Pada pasien sirosis hepatis dan orang tua, sirosis obat perlu dikurangi.
Waktu paruh penghambat kanal Ca2+ mungkin memanjang pada usia lanjut.
IV. INDIKASI
1. Angina Varian
Penghambat kanal Ca2+ bermanfaat dalam pengobatan angina varian. Ketiga
golongan obat (nifedipin dan derivatnya, verapamil, dan diltiazem) dapat
digunakan.
2. Angina stabil kronik
Penghambat kanal Ca2+ bermanfaat dalam pengobatan angina stabil kronik
karena meningkatkan dilatasi koroner dan mengurangi kebutuhan oksigen
karena efek penurunan tekanan darah, kontraksi dan frequensi denyut
jantung. Sejumlah penghambat kanal Ca2+ terutama dihidroperidin dapat
memperberat serangan angina. Efek ini kurang nyata pada penggunaan
verapamil dan diltiazem karena efek vasodilatasi perifer dan reflex takikardi
yang lebih kecil.
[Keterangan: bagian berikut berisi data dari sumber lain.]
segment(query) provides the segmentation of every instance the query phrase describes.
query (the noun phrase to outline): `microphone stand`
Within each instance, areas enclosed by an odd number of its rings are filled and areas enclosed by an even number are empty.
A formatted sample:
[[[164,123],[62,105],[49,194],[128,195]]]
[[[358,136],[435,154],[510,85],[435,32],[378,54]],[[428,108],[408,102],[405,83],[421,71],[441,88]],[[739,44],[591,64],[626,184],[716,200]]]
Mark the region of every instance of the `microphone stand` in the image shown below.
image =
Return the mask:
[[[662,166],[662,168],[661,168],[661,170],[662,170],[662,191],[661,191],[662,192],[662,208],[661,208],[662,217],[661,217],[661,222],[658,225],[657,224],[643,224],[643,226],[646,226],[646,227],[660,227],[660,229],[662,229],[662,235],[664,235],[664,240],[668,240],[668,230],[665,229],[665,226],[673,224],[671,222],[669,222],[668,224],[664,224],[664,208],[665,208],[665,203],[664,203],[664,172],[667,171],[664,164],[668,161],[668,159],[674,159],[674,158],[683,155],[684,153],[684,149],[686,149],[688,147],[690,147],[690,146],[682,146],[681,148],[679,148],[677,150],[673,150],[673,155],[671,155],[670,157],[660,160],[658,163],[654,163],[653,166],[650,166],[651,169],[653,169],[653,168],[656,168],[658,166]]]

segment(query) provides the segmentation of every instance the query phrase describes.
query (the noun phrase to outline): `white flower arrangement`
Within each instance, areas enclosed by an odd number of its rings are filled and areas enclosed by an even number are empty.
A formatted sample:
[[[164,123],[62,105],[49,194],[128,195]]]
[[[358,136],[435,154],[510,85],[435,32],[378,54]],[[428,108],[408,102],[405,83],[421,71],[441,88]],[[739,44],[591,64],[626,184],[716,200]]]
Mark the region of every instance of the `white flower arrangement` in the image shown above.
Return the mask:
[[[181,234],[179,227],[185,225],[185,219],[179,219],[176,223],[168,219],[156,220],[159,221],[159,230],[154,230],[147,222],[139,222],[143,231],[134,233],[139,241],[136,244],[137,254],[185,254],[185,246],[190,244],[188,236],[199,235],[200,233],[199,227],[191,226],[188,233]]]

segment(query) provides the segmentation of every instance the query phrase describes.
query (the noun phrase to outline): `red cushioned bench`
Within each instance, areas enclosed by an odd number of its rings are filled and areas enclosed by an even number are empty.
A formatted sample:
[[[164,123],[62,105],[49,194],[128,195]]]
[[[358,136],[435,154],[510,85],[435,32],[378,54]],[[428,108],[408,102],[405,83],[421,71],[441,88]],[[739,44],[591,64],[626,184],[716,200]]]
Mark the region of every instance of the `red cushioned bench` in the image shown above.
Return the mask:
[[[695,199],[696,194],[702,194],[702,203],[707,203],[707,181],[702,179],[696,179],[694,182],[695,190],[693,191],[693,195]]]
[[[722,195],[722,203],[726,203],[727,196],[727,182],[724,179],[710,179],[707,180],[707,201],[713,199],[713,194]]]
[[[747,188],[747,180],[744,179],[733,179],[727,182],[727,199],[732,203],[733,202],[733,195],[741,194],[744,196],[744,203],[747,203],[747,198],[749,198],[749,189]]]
Untuk mengurangi kemungkinan ini dapat diberikan
kombinasi dihidropiridin dengan β-bloker.
3. Angina tidak stabil
Obat yang biasa digunakan untuk pengobatan angina tidak stabil adalah
nitrat organik, β-bloker, heparin dan aspirin. Penghambat kanal Ca2+ dapat
digunakan sebagai tambahan, karena efek relaksasi terhadap vasospasme
pembuluh darah pada angina tidak stabil.
4. Penggunaan lain
Penghambat kanal Ca2+ bermanfaat untuk pengobatan aritmia (verapamil),
hipertensi (golongan dihidropiridin, diltiazem, verapamil), kardiomiopati
hipertrofik, penyakit Raynaud, spasme sereberal (nimodipin).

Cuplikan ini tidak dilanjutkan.